Q: Let’s talk a little more about formulating the right strategy. How do you ensure you’re on track to really achieving the goals at hand, and what challenges do strategists most often face?
A: I always start and end with the “why.” You can have a plan and a goal, but if you’re not crystal clear on the strategic why, then “what” you do and “how” you do it doesn’t matter much. This is exactly what Simon Sinek talks about in his book, “Start with Why: How Great Leaders Inspire Everyone to Take Action” and I couldn’t agree more.
Unfortunately, there are many ways to go off course when implementing communications strategies or campaigns. The first is that you don’t fully understand your client’s why and you haven’t defined your own. Another is indecision. So often, people are afraid to make the wrong decision for fear of appearing imperfect. Indecision is the enemy of strategy – it debilitates us from taking the necessary, albeit informed, risks needed to move a strategy forward. We have to realize there isn’t one right way to do anything. It’s important that we trust our instincts and keep moving forward, even if it means we fail sometimes. That’s how we learn. And, the more often we keep the “True North” of strategy in mind, the why, the more likely we are to make the right decisions.
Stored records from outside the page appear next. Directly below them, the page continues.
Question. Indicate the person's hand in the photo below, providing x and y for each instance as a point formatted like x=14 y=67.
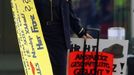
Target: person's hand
x=87 y=36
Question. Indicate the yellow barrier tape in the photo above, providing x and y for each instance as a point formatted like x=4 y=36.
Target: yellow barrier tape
x=33 y=49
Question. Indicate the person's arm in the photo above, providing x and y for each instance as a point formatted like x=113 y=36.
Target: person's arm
x=76 y=24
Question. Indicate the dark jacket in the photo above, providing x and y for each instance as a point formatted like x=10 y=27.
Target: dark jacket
x=70 y=21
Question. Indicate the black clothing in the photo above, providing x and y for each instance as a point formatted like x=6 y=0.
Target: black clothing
x=57 y=33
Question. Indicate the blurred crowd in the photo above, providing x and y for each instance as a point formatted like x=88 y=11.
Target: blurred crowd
x=101 y=14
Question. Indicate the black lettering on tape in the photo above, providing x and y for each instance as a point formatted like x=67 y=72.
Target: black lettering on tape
x=40 y=44
x=34 y=28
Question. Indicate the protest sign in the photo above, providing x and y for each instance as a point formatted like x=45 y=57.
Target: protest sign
x=118 y=48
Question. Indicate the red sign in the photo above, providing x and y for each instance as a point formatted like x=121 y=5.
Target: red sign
x=104 y=66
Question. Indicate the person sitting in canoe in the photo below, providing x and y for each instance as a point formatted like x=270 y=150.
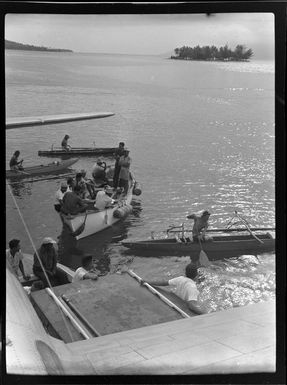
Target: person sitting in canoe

Q: Kindle specializes in internal communications. How do you differentiate internal content strategy, in comparison to external content strategy which is more widely written about and discussed?
A: Internal content strategy has more depth and is, in my opinion, a more complicated craft. With external communications and marketing, you can blast out a few key talking points or a flashy headline to what’s essentially a nameless, faceless audience. Internal audiences are complex, intricate and multi-layered. The message is very personal and the number of stakeholder groups can seem almost endless. In internal communications, we’re required to tailor every communication to fit the audience. So, you’re really speaking to each individual about what he or she cares about most. These people have a big stake in the organization and are invested in the decisions made, because those decisions affect them directly.
Q: This is your first time being a part of an agency, and working with clients from a variety of different organizations. What value do you think an agency like Kindle can bring to its clients, and how do you hope to enhance the work that’s already being done here?
A: Strategy is really the anchor to everything we do at Kindle. So much of our focus is around becoming a student of our clients and really knowing them, their business needs—both challenges and opportunities—just as well as they do. Once we develop this deep understanding, and figure out the client’s why, everything else falls into place. Each client has a different why, and that’s wildly exciting to me.
One thing I try to convey to every executive I work with is that it’s his or her hands on the wheel. We’re just there to help. There are certain things in their control, like messaging, and other things out of their control, like the fast-paced, constantly changing external environment. But they’re the ones driving. And what an exciting journey they can take people on if they’re ready!